The truth is that it isn't really that much rosier is it? We are fed a line that inclusion and acceptance will bring us peace and place but has it? Does it? Will it? Because reading these boards doesn't lead me to believe it does. Many children are still institutionalised (or worse) and certainly many many more struggle in adult life, never fitting in or finding peace.

Sorry a bit grim there. brew

PhilPhilConnors Mon 02-May-16 11:25:05

Having met (online) several adults with ASD, I think there is peace in acceptance and being yourself, and mixing with other people who understand, not that that makes it easy, but for our children, it can be more difficult to find that, as they have to spend time in school with people who don't get it, support led by people who have read the manual (if we're lucky) but can rarely take the time to get to know the individual child, or listen to parents, so things are done in a "all autistic children need visual timetables, all autistic children need xyz" sort of way, when it's not as simple as that.
I also think that too many people making decisions are not knowledgeable or aware of enough facts to make those decisions, which leads to some awful situations (children being taken away from parents, young adults being institutionalised).
More information needs to come from people with ASD and their families/carers, who live with ASD day in day out, rather than relying wholly on experts with book knowledge but no actually experience of the day to day stuff, and are reluctant to see it from an autistic point of view, instead sticking rigidly to their opinions.

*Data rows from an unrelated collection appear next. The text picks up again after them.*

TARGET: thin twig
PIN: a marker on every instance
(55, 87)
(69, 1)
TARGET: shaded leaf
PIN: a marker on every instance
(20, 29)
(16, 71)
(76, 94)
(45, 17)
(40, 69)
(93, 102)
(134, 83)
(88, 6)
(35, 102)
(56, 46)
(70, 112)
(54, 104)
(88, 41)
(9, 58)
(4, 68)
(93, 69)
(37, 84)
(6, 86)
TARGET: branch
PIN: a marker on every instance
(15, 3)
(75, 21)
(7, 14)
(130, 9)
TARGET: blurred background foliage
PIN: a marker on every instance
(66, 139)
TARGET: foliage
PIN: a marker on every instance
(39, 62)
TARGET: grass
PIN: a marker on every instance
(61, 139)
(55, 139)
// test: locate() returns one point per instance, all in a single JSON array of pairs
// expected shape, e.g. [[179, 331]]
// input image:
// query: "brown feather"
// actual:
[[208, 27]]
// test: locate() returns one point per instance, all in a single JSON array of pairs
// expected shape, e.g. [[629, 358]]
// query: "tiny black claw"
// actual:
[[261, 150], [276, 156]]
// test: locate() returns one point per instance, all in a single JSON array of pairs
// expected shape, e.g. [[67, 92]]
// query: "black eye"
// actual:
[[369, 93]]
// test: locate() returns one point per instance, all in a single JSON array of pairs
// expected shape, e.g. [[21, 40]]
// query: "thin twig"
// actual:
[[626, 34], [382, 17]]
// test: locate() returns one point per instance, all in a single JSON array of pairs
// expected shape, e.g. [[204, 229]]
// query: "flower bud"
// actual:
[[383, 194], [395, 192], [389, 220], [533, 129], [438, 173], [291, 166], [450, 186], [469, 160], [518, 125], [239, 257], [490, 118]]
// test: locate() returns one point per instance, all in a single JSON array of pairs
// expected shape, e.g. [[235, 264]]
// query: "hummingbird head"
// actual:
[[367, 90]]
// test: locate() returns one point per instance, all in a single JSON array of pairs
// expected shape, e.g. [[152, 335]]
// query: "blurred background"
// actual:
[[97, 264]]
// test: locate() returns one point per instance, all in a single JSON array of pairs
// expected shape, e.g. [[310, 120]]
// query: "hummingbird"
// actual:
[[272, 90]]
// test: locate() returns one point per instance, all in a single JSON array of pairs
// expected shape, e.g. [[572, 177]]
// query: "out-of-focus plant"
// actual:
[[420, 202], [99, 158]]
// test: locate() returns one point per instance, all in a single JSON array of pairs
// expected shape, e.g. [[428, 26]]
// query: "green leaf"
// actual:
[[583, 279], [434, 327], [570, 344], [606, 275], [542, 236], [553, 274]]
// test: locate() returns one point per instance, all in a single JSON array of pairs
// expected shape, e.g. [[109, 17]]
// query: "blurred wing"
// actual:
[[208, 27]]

Ineedmorepatience Mon 02-May-16 12:22:48

Fascinating topic zzzzz, I cant really add anything other than there has been a catalogue of crap outcomes people in my family for at least the last 3 generations! The members of my family who can see that there is a high likelyhood that some of that crap has been caused by the effects of un diagnosed/ un supported Asd are the ones who have been most supportive of me and Dd3!

Marshmallow09er Mon 02-May-16 16:45:38

This has given me much pause for thought.
My Grandpa was clearly autistic (Although undiagnosed. It's thanks to him I know so much about Fibonacci and the Golden number as they were his special interests smile)

He was terribly 'difficult' as a child (so the family story goes) so they sent him to a really strict boarding school - however he used to tell me he loved it there; so maybe the whole routines and rules suited him. But he always had a very strained relationship with his mother.
And he had terrible mental health issues in later life.
I do wonder now if only autism had been understood better then how different his life might have been.

i'm glad DS has been born into a more modern, understanding age - even though school is so very hard for him. I can see for him in some ways a more 'old school' system of clear rules, regulations and a lot of learning by rote (my Grandpa LOVED learning by rote!) might suit him...

AntiquityOverShares Mon 02-May-16 19:00:07

Argh. I've actually written 3 responses and not posted them due to oversharing about family members.

So briefly I would say obviously traditional childrearing is dependent upon time, space, sex and social class and could work better for some presentations of ASD yet worse for others (this is not a verbal vs. non verbal statement either).

There could be protective factors of it being less busy and closer knit community, but of course one can also become a community scapegoat/joke and some children need lots of stimulating visual and physical input.

As for outcomes, I think my children will have better outcomes than dh or I. Or at least a firmer foundation with which to enter adult life. This is in part because I don't do traditional childrearing and because I have and will remove them from unsuitable school environments. Dh and I lived in enough fear at school and home we will not have our children outwardly conform if it breaks them inside like we were broken.

zzzzz Mon 02-May-16 19:15:53

When I said traditional although we have been talking about trad schooling I didn't really mean that as such. What I meant was your own families traditional child rearing.

zzzzz Mon 02-May-16 19:16:50

I too feel massively constrained by the fact I can't in good conscience use examples grin

PolterGoose Mon 02-May-16 19:58:48

Message withdrawn at poster's request.